Chinese products and buildings are known for being made quickly and cheaply. A local friend’s entire office building was constructed in twenty days flat. A fellow student’s apartment was fully renovated in a week while he stayed at a hotel. When he returned, the apartment had been modernized and everything was shiny new.
But, this type of efficiency can come at a cost: quality. The renovated apartment has been nothing but trouble: the new toilet has clogged repeatedly, the nice new showerhead is leaking profusely from its connection to the pipe in the wall, and the washing machine has flooded the bathroom and the apartment below at least twice because its tubing hadn’t been hooked up properly. There’s a hole in an interior wall that howls in high winds – a botched AC tubing placement they didn’t bother to patch up. That’s in the private sector – even in the public sector, recently paved roads or recently laid sidewalks develop cracks and holes within months. I can only hope that most bridges here are structurally sound. It makes one wonder about the superficiality of many things in China: how many structures/machines/organizations are resting on hastily rigged foundations? A number of things in China are, after all, all about ‘face’.

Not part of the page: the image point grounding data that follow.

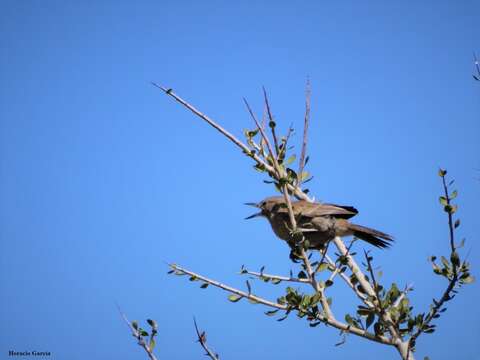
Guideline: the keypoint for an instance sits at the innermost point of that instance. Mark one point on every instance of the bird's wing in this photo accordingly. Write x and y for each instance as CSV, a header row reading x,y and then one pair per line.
x,y
315,210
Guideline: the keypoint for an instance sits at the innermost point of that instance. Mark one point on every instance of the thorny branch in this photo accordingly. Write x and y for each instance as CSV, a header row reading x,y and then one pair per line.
x,y
202,339
136,334
370,295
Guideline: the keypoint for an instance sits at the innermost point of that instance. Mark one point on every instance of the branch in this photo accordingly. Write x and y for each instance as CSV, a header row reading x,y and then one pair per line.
x,y
138,336
275,277
229,288
202,339
305,132
231,137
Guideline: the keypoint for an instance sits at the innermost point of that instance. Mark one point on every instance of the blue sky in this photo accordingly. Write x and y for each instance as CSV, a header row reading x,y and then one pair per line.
x,y
102,176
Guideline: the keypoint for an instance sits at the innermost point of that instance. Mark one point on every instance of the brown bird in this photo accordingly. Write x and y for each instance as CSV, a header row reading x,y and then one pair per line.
x,y
319,223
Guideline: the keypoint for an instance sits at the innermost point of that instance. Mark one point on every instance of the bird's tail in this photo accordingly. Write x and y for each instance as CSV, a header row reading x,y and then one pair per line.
x,y
372,236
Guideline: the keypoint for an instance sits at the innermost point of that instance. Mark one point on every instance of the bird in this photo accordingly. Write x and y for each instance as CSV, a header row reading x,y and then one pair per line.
x,y
318,222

In a recent ‘Letter from China’ in The New Yorker, the reporter talked about the deterioration of his hutong apartment, which had been renovated 4 years earlier. Upon asking why the doors were rotting, why the walls were molding, and why the roof was leaking, the reporter’s repairmen replied that the landlord before had only opted for materials that would last 5 years. 5 years was the duration of that landlord’s lease from the landlord above him. Almost the entire apartment had to be redone, but it landed many people jobs, and meant they had to purchase many new materials.
In some ways, that’s the beauty of it all. What has China needed to provide for its 1.3+ billion people? Jobs. When your appliance in your new building stops working, or when the paint starts peeling or the lock on your door gets jammed, you call a repairman. When your motorcycle breaks down, or your machinery grinds to a halt, you take it to a dealer to get it fixed. When the sidewalk starts cracking, or when the street develops potholes, you call in the repair crew. Why get it right the first time when you can get it wrong several times and create thousands of jobs?
Because it’s unsustainable. There’s a reason the environment is a mess here, and this might be one of the dozens of factors.